As you can see, now the decision-making process based on the Person’s state encapsulated with that state.

Alright, let’s look at another client method:

public void AcquareCompany(IList<Person> employees, Employer newEmployer)
{
    foreach (Person employee in employees)
    {
        employee.Employer = newEmployer;
        employee.JobTitle = "Consultant"; // All employees now independent consultants with x3 wage
        employee.City = newEmployer.City; // Remote work is not allowed
    }
}

As we can see here, the Person class has an invariant: no person can work remotely, meaning that their city should be the same as the employer’s one.

Although the AcquareCompany method maintains this invariant, the invariant itself can be easily broken. To do it, we just need to assign a person a new employer without changing the person’s city.

It is a good practice to make code easy to use correctly and hard to use incorrectly. The Person class doesn’t adhere to this practice, so let’s refactor it:

public class Person
{
    public Employer Employer { get; private set; }
    public string JobTitle { get; private set; }
    public string City { get; private set; }
 
    public void ChangeEmployer(Employer newEmployer, string jobTitle)
    {
        Employer = newEmployer;
        City = newEmployer.City;
        JobTitle = jobTitle;
    }
 
    /* IsCoder, IsManager properties */
}
public void AcquareCompany(IList<Person> employees, Employer newEmployer)
{
    foreach (Person employee in employees)
    {
        employee.ChangeEmployer(newEmployer, "Consultant");
    }
}

Note the following implications from the change made:

  • We decreased the collaboration surface of the Person class, and thus decreased coupling between the class and the client method.
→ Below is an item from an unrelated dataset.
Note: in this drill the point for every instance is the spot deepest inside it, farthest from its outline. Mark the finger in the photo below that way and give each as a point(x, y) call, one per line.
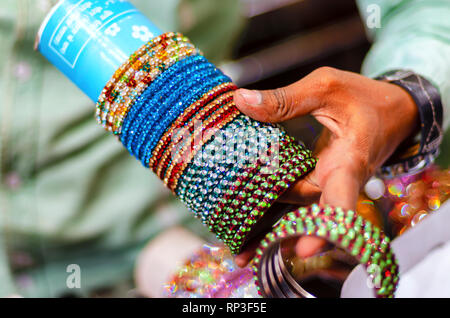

Instead of 3 properties (Employer, JobTitle, City) we now have a single ChangeEmployer method. All the properties' setters are made private.

  • We created intention revealing interface. Instead of a set of low-level operations, Person now has a high-level method (ChangeEmployer) which fully conveys its purpose.

  • The Person’s invariant is now protected and can’t be broken.

Summary

Encapsulation is another principle that helps decrease accidental complexity and keep software maintainable.